Slow reversal. Slow reversal involves dynamic concentric contraction of a stronger agonist pattern immediately followed by dynamic concentric contraction of the weaker antagonist pattern. There is no voluntary relaxation between patterns. This promotes rapid, reciprocal action of agonists and antagonists.

Slow reversal hold. Slow reversal hold adds an isometric contraction at the end of the range of a pattern to enhance end-range holding of a weakened muscle. With no period of relaxation, the direction of movement is then rapidly reversed by means of dynamic contraction of the agonist muscle groups quickly followed by isometric contraction of those same muscles. This is one of several techniques used to enhance dynamic stability, particularly in proximal muscle groups.

Alternating Isometrics

Another technique to improve isometric strength and stability of the postural muscles of the trunk or proximal stabilizing muscles of the shoulder girdle and hip is alternating isometrics. Manual resistance is applied in a single plane on one side of a body segment and then on the other. The patient is instructed to “hold” his or her position as resistance is alternated from one direction to the opposite direction. No joint movement should occur. This procedure isometrically strengthens agonists and antagonists; and it can be applied to one extremity, to both extremities simultaneously, or to the trunk. Alternating isometrics can be applied with the extremities in open-chain or closed-chain positions.
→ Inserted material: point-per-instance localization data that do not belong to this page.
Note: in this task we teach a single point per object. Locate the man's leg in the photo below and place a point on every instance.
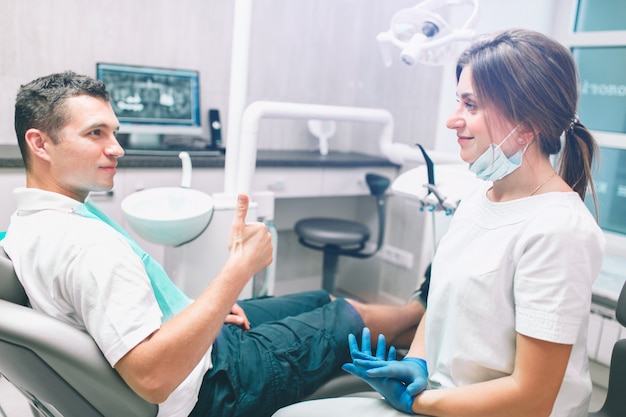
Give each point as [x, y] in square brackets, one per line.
[276, 363]
[268, 309]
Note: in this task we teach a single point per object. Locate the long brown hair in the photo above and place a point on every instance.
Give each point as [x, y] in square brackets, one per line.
[533, 81]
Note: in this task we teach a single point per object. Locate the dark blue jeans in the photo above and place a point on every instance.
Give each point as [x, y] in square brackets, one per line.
[295, 344]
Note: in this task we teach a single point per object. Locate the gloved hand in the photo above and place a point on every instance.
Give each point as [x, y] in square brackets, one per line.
[394, 389]
[411, 371]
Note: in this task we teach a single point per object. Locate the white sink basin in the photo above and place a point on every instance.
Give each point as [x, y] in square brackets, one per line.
[168, 216]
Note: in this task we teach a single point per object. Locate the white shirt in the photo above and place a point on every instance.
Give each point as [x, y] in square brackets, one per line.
[524, 266]
[81, 271]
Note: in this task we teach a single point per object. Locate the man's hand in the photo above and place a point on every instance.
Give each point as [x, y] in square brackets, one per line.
[238, 317]
[250, 244]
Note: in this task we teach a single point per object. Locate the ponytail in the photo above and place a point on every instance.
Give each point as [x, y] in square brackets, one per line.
[576, 160]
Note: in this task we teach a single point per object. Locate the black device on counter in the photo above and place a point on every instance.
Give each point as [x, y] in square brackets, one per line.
[215, 128]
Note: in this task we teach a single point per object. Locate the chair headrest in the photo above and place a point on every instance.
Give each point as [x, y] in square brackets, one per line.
[10, 287]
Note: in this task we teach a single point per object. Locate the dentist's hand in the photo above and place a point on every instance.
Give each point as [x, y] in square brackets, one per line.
[250, 244]
[393, 389]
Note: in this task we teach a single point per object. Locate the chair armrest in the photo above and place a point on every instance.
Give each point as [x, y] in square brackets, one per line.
[74, 356]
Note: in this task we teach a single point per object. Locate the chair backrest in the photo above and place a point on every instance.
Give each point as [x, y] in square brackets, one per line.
[10, 288]
[55, 365]
[620, 310]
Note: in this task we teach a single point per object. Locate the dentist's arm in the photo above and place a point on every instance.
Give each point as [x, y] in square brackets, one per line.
[157, 365]
[530, 391]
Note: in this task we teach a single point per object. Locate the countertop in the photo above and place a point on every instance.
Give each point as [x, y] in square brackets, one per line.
[10, 157]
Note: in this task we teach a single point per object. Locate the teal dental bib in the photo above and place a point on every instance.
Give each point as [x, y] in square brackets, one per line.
[170, 298]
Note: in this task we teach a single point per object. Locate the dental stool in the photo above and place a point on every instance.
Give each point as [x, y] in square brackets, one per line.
[336, 237]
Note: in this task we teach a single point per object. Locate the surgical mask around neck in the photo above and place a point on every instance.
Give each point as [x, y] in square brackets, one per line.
[493, 164]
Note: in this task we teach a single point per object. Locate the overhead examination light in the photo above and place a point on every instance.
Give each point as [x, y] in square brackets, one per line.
[424, 36]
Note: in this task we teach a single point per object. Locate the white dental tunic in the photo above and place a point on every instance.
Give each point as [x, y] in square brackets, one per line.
[524, 266]
[81, 271]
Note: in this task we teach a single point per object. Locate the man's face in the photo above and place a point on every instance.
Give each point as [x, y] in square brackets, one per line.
[85, 157]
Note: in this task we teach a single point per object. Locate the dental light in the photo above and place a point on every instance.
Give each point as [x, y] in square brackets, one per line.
[424, 36]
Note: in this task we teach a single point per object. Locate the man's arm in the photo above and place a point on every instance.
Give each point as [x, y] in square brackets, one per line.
[157, 365]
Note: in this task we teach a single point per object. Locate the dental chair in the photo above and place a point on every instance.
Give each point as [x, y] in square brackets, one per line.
[614, 405]
[615, 402]
[339, 237]
[59, 369]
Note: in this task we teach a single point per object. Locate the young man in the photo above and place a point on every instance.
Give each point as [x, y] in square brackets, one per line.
[213, 356]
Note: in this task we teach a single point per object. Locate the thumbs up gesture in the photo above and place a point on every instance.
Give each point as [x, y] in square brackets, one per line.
[250, 244]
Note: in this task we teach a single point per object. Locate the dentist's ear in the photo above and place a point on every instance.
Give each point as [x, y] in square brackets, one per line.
[526, 134]
[36, 141]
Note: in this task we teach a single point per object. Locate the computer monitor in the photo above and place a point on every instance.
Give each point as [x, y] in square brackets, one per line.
[151, 102]
[602, 109]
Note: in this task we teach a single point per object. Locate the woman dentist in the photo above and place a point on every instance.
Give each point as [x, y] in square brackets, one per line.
[506, 325]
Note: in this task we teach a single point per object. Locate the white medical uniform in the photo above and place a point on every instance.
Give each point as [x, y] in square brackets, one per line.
[81, 271]
[524, 266]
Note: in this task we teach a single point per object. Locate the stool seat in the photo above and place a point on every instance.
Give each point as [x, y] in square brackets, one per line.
[327, 231]
[336, 237]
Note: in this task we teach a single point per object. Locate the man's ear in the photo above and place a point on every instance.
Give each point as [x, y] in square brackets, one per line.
[37, 143]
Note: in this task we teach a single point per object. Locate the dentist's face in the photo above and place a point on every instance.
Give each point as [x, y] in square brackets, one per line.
[85, 158]
[475, 131]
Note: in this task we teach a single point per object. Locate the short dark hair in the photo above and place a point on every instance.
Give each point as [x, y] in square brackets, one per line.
[40, 104]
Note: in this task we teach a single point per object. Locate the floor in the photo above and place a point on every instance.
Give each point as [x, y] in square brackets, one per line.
[13, 404]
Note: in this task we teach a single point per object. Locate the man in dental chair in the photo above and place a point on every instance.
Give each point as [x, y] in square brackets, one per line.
[208, 356]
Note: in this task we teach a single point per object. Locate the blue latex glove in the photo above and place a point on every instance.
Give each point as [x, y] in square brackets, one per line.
[394, 390]
[411, 371]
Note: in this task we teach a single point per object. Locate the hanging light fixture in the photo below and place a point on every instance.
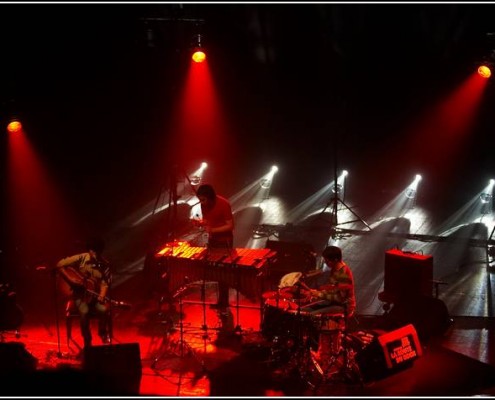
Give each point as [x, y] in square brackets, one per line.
[198, 55]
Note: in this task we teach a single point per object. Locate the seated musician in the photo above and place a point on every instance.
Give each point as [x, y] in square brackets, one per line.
[88, 275]
[339, 298]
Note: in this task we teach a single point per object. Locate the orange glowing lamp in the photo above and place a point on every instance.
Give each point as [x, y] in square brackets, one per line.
[14, 127]
[484, 71]
[198, 56]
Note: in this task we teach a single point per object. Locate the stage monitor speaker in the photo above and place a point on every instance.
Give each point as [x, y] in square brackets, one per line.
[389, 352]
[407, 274]
[15, 358]
[114, 369]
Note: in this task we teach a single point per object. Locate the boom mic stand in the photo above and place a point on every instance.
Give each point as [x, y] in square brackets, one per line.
[334, 203]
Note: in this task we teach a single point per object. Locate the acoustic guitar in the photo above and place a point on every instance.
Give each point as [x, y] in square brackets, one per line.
[71, 280]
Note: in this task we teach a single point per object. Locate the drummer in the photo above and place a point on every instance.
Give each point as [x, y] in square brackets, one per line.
[338, 292]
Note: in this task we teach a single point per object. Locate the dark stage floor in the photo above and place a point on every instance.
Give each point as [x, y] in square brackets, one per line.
[151, 355]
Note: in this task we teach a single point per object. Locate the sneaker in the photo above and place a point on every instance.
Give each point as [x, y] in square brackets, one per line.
[106, 339]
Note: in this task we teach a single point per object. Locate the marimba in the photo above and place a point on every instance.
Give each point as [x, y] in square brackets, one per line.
[242, 269]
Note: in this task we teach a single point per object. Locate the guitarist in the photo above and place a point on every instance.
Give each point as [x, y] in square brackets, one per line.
[88, 275]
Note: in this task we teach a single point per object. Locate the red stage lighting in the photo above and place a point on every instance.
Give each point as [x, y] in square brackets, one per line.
[14, 126]
[484, 71]
[198, 56]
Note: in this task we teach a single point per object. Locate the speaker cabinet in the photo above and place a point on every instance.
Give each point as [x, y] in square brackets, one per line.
[114, 369]
[407, 274]
[389, 352]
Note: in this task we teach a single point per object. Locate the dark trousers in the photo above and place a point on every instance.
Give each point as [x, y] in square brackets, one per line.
[223, 289]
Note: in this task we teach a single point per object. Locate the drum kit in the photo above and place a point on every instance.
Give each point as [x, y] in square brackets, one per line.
[294, 323]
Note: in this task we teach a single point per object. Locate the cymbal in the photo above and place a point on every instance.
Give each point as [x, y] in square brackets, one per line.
[270, 295]
[283, 294]
[340, 286]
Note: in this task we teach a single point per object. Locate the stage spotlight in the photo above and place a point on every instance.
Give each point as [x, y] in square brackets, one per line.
[411, 191]
[198, 55]
[14, 126]
[484, 71]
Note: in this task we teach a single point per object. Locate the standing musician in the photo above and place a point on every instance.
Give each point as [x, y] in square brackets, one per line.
[88, 275]
[218, 221]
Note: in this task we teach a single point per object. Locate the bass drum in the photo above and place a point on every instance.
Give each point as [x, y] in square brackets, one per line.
[11, 314]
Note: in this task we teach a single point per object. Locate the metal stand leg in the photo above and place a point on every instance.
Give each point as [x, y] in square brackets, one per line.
[181, 348]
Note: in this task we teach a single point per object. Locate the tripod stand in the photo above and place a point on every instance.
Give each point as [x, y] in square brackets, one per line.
[179, 349]
[336, 200]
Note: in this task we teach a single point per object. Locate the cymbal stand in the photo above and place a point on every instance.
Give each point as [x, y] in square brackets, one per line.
[341, 365]
[204, 327]
[183, 347]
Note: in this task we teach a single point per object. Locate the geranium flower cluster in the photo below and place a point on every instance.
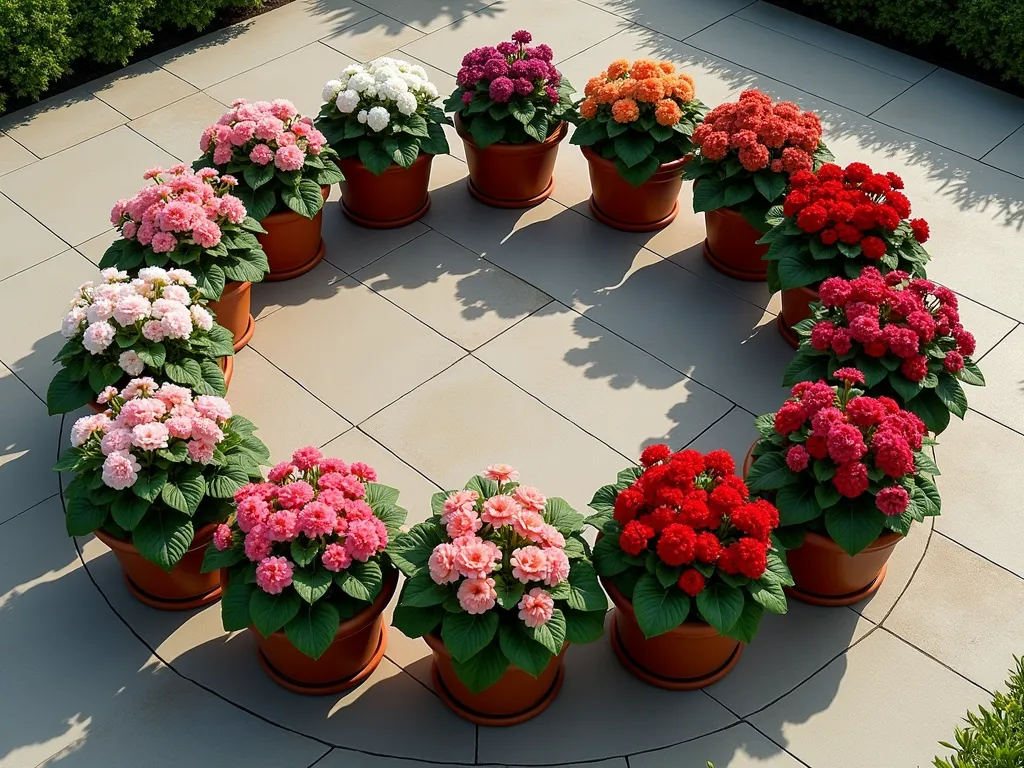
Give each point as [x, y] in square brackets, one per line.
[180, 208]
[159, 304]
[501, 536]
[262, 133]
[691, 509]
[627, 91]
[762, 134]
[853, 205]
[911, 318]
[145, 418]
[379, 91]
[859, 435]
[510, 69]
For example, if a patient assumes a side-lying position, manual contacts are alternately placed on the anterior aspect of the trunk and then on the posterior aspect of the trunk. The patient is told to maintain (hold) the side-lying position as the therapist first attempts to push the trunk posteriorly and then anteriorly. Manual contacts are maintained on the patient as the therapist’s hands are moved alternately from the anterior to posterior surfaces. Resistance is gradually applied and released. The same can be done unilaterally or bilaterally in the extremities.

Rhythmic Stabilization

Rhythmic stabilization is used as a progression of alternating isometrics and is designed to promote stability through co-contraction of the proximal stabilizing musculature of the trunk as well as the shoulder and pelvic girdle regions of the body. Rhythmic stabilization is typically performed in weight-bearing positions to incorporate joint approximation into the procedure, hence further facilitating co-contraction. The therapist applies multidirectional, rather than unidirectional, resistance by placing manual contacts on opposite sides of the body and applying resistance simultaneously in opposite directions as the patient holds the selected position. Multiple muscle groups around joints must contract, most importantly the rotators, to hold the position.

For example, in the selected position, the patient is told to hold that position as one hand pushes against the posterior aspect of the body and the other hand simultaneously pushes against the anterior aspect of the body. Manual contacts are then shifted to the opposite surfaces and isometric holding against resistance is repeated. There is no voluntary relaxation between contractions.

Use of these special techniques, as well as others associated with PNF gives the therapist a significant variety of manual resistance exercise techniques to increase muscle strength and to promote dynamic stability and controlled mobility as the foundation of and in preparation for initiating task-specific skilled movements in a rehabilitation program.